People demonstrate in support of the Egyptian people’s protests against the regime of President Hosni Mubarak in front of the Egyptian consulate in Chicago on January 29, 2011. The embattled Mubarak tapped Egypt’s military intelligence chief as his first-ever vice president and named a new premier as a mass revolt against his autocratic rule raged into a fifth day. Fresh riots in several cities left three protesters dead in Cairo and three police in the Sinai town of Rafah, bringing to at least 51 the number of people killed nationwide since the angry protests first erupted on January 25. AFP PHOTO / Mira OBERMAN

Qu’on ne se méprenne pas sur les convictions de ce blog très souvent exprimées dans les nombreux posts consacrés à l’Egypte: 30 ans de pouvoir autocratique et de régime “spécial”, c’est trop !

Des hommes essaient de comprendre et d’expliquer qu’il faut sans doute passer par des phases de transition correctement négociées (contenu, échéance). Boutros Boutros-Ghali est de ceux-là. Mais il est copte … il ne sera même pas écouté. D’autres sont trop seuls, comme El Baradei, et s’appuient sur des forces “obscures”. Enfin, il en est, sans doute, qui attendent que le fruit mur tombe de l’arbre …

Comment devons-nous nous comporter ? Quelle attitude prendre ? Que faut-il dire ?
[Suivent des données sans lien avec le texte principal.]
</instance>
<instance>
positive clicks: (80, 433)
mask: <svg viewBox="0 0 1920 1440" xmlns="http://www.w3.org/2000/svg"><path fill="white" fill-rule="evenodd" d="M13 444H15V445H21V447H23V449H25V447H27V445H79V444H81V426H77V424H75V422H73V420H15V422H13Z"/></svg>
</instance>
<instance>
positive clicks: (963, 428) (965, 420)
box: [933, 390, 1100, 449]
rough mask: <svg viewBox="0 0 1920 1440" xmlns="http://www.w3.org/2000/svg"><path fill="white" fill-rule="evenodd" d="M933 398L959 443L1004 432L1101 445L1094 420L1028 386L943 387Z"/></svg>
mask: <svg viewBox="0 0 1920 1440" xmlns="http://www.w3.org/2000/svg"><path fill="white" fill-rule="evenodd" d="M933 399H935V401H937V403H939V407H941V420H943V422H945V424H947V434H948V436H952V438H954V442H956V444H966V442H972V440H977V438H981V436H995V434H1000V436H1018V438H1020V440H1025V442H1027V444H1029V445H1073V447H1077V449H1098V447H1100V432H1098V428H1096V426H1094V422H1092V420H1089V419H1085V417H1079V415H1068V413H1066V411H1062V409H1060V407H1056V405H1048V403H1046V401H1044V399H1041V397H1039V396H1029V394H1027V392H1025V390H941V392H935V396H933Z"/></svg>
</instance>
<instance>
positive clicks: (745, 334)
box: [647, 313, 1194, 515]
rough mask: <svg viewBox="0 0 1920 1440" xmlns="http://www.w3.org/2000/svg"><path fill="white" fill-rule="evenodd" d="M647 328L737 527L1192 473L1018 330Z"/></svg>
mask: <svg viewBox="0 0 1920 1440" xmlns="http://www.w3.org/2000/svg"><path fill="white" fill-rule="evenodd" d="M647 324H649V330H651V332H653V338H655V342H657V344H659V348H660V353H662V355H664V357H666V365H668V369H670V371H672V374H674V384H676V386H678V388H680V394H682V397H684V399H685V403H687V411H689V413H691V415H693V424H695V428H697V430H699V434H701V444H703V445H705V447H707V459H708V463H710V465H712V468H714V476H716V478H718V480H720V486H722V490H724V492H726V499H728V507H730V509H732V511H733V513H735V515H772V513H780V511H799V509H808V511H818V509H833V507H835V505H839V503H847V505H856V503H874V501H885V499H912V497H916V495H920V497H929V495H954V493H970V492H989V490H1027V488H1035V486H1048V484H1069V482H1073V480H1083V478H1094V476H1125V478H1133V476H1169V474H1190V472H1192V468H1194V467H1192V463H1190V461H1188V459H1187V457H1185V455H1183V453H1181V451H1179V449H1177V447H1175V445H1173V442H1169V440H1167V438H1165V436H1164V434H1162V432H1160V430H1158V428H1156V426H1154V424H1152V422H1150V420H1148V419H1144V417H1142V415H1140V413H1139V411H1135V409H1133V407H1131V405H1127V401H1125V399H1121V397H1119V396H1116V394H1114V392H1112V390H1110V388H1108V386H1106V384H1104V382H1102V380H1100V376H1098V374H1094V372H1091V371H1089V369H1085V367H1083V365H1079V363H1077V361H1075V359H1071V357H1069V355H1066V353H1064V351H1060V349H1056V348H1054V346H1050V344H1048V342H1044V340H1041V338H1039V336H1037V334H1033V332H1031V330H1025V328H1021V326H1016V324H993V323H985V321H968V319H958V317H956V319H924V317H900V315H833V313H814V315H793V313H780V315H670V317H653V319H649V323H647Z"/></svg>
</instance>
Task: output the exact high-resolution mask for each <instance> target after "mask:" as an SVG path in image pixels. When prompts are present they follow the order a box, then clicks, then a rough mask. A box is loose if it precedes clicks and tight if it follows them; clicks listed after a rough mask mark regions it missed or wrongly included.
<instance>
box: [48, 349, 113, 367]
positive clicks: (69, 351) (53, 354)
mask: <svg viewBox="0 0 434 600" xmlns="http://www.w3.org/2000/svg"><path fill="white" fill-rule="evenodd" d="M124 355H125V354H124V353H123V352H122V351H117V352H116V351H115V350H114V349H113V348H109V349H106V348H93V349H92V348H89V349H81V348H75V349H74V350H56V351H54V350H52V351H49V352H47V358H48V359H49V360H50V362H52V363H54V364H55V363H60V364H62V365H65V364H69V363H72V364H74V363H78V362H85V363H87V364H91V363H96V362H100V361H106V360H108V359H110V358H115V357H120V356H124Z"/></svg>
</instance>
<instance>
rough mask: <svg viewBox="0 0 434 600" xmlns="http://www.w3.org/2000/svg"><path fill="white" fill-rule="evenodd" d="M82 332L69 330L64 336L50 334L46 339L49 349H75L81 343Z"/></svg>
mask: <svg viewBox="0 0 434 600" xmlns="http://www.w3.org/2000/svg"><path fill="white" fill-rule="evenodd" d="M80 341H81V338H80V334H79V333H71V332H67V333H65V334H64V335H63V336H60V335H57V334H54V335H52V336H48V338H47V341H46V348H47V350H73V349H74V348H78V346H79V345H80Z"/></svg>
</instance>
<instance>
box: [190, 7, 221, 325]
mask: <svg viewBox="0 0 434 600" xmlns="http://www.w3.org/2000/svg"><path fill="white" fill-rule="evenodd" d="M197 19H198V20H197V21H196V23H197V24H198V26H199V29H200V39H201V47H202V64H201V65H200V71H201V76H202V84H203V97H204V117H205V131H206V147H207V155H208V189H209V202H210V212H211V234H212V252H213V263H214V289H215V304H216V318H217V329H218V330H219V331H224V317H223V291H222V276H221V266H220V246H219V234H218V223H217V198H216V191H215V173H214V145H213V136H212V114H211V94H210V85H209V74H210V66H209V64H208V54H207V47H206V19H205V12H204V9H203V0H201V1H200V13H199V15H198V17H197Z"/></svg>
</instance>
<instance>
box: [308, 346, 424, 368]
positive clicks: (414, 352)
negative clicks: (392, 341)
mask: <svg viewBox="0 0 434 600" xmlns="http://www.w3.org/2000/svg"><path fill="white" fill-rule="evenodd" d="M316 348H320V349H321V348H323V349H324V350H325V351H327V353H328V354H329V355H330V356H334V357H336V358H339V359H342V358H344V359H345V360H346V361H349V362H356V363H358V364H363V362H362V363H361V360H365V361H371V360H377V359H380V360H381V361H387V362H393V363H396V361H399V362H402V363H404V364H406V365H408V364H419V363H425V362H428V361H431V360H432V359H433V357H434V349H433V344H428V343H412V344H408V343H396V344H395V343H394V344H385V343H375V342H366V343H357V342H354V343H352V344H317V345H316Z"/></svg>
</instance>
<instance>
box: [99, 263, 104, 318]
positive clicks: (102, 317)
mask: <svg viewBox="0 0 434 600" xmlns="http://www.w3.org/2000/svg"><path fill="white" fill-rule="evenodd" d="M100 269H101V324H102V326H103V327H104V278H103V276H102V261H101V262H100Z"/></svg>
Les mots définitifs emplissent les colonnes des journaux: “Il faut appeler une dictature, dictature”, “les intellectuels français fustigent le silence de Paris”, “L’Union de la méditerranée: l’échec de Sarkozy”, etc …

Peut-on dénoncer une “dictature” (Tunisie ou Egypte) quand plusieurs millions de français y ont pris leurs vacances depuis des années: 600 000 français par an dans chaque pays ?

Comment peut-on conserver des liens avec ces pays tout en faisant comprendre que des progrès doivent être accomplis en matière de libertés individuelles, de statut de la femme, de liberté de la presse, … ?

Comment concilier ces impératifs avec la réalpolitik ? Pour la Tunisie, l’Egypte, comme pour le Niger, on peut aussi cesser toutes relations commerciales et se réfugier dans la posture. Cela ne changera rien et d’autres pays feront les affaires que nous ne ferons plus. La Chine, par exemple, ne sera pas regardante sur la démocratie … elle ne connaît pas !! Et les mêmes commentateurs viendront demain reprocher à un autre gouvernement (voire au même) le déclin de la France. La voie est étroite entre le silence complice et l’ingérence inacceptable. La presse a un rôle à jouer. Mais elle doit le jouer en permanence et non seulement lorsque le maelström médiatique le lui impose. Ensuite, les hommes et femmes politiques… s’ils renoncent aux privilèges et aux conflits d’intérêt.

De même, dire et écrire que l’Union pour la Méditerranée est un échec à cause des conditions de sa création avec des états insuffisamment démocratiques est une fondamentale erreur. Cela veut d’abord dire qu’elle n’a, même actuellement, aucun droit à exister. Et puis, avec de tels principes, l’ONU, le FMI, la Banque Mondiale, l’UNICEF, l’UNESCO, tout cela n’aurait pas le droit d’exister. En Europe, l’Espagne n’a certes été intégrée qu’en 1985 parce que la CEE voulait qu’elle évolue vers un régime démocratique. Cependant, dès 1970, un accord préférentiel était signé pour servir de cadre aux échanges commerciaux entre les deux parties. Le dialogue a toujours des vertus, y compris avec un partenaire peu démocratique. Le tout est de ne pas remplacer le dialogue par la complaisance.

Si l’UPM est actuellement un échec, c’est bien à cause des rivalités entre pays et à cause du conflit israélo-palestinien. Et si les révoltes actuelles ne recouvrent pas le Maghreb et le Proche-Orient d’un voile de fermeture et de repli sur soi, alors oui, l’Union pour la Méditerranée sera à réinventer. Car ce n’est que par elle que pourront être abordées des questions de paix, de développement, de croissance et d’environnement. L’idée ne doit pas être si mauvaise, puisque des intellectuels africains nous la reprochent en considérant qu’elle est tournée contre eux et qu’elle devrait être remplacée par un plus large accord Europe-Méditerranée-Afrique.

En attendant, avec vigilance et fermeté, ici et maintenant, il nous faut refonder la démocratie.